I’m currently working on an article for D-Lib Magazine explaining in greater depth how some of my tools that use search engine APIs work (such as the Syllabus Finder and H-Bot). These APIs, such as the services from Google and Yahoo, allow somewhat more direct access to mammoth web databases than you can get through these companies’ more public web interfaces. I thought it would be helpful for the article to discuss some of the advantages and drawbacks of these services, and was just outlining one of my major disappointments with their programming interfaces—namely, that you can’t run sophisticated text analysis on their servers, but have to do post-processing on your own server once you get a set of results back—when it was announced that Alexa released its Web Search Platform. The AWSP allows you to do just what I’ve been wanting to do on an extremely large (4 billion web page) corpus: scan through it in the same way that employees at Yahoo and Google can do, using advanced algorithms and manipulating as large a set of results as you can handle, rather than mere dozens of relevant pages. Here’s what’s notable about AWSP for researchers and digital humanists.
- Yahoo and Google hobble their APIs by only including a subset of their total web crawl. They seem leery of giving the entire 8 billion pages (in the case of the Google index) to developers. My calculation is that only about 1 in 5 pages in the main Google index makes it into their API index. AWSP provides access to the full crawl on their servers, plus the prior crawl and any crawl in progress. This means that AWSP probably provides the largest dataset researchers can presently access, about 3 times larger than Google or Yahoo (my rough guess from using their APIs is that those datasets are only about 1.5 billion pages, versus about 4 billion for AWSP). It seems ridiculous that this could make a difference (do I really need 250 terabytes of text rather than 75?), but when you’re searching for low-ranking documents like syllabi it could make a big difference. Moreover, with at least two versions of every webpage, it’s conceivable you could write a vertical search engine to compare differences across time on the web.
- They seem to be using a similar setup to the Ning web application environment to allow nonprogrammers to quickly create a specialized search by cloning a similar search that someone else has already developed. No deep knowledge of a programming language needed (possibly…stay tuned).
- You can download entire datasets, no matter how large, something that’s impossible on Yahoo and Google. So rather than doing my own crawl for 600,000 syllabi—which broke our relatively high-powered server—you can have AWSP do it for you and then grab the dataset.

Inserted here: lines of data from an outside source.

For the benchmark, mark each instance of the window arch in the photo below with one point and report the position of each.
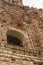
(15, 37)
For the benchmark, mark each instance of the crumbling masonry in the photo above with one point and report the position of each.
(21, 34)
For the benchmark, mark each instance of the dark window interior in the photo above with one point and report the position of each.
(14, 40)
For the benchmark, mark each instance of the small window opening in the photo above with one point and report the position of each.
(15, 38)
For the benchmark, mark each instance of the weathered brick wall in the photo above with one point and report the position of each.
(29, 22)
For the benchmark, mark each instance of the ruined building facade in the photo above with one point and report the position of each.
(21, 34)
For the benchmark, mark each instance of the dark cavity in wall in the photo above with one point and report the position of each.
(13, 40)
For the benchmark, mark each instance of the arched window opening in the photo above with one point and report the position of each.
(15, 38)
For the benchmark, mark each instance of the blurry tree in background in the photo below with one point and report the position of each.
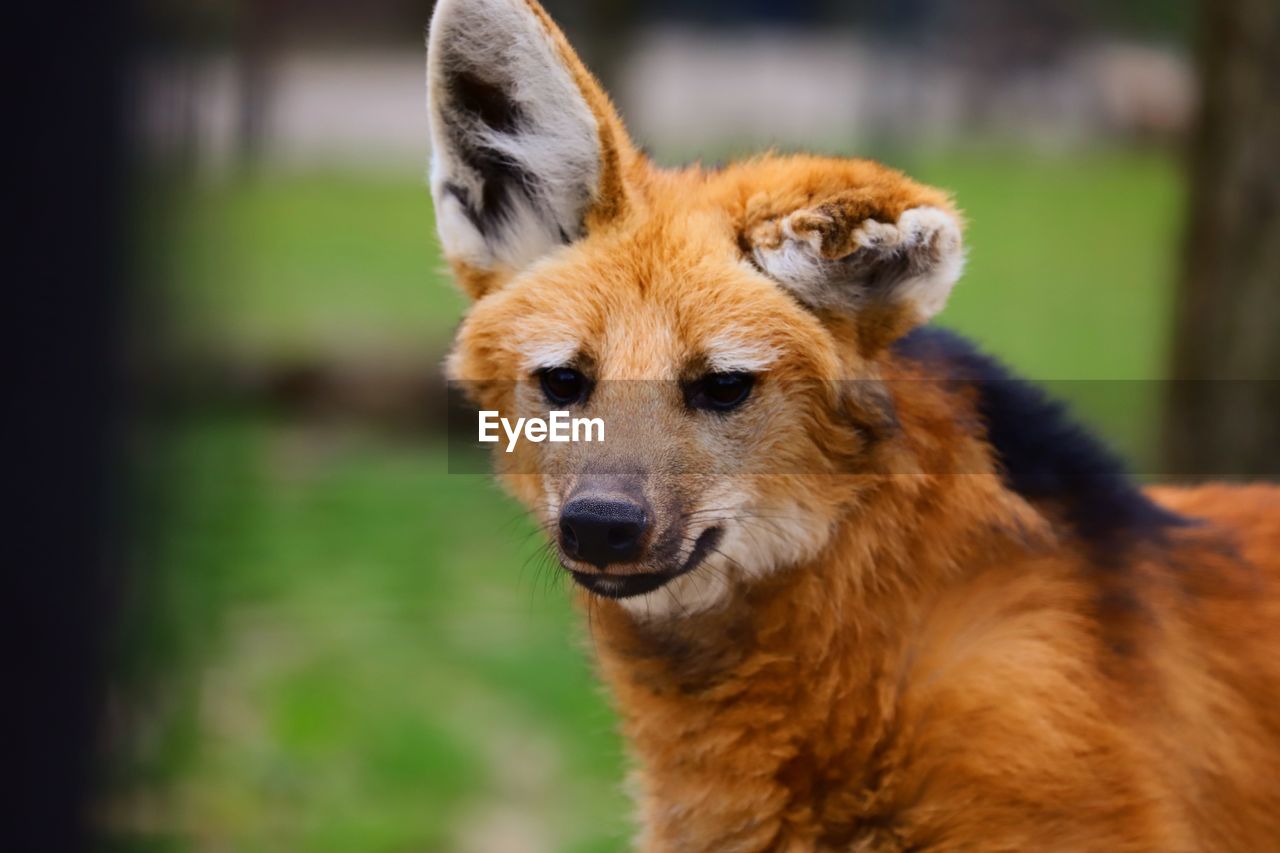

- You can also have AWSP host any search engine you create, which removes a lot of the hassle of setting up a search engine (database software, spider, scripting languages, etc.).
- OK, now the big drawback. As economists say, there’s no such thing as a free lunch. In the case of AWSP, their business model differs from the Google and Yahoo APIs. Google and Yahoo are trying to give developers just enough so that they create new and interesting applications that rely on but don’t compete directly with Google and Yahoo. AWSP charges (unlike Google and Yahoo) for use, though the charges seem modest for a digital humanities application. While a serious new search engine that would data-mine the entire web might cost in the thousands of dollars, my back of the envelope calculation is that it would cost less than $100 (that is, paid to Alexa, aside from the programming time) to reproduce the Syllabus Finder, plus about $100 per year to provide it to users on their server.
I’ll report more details and thoughts as I test the service further.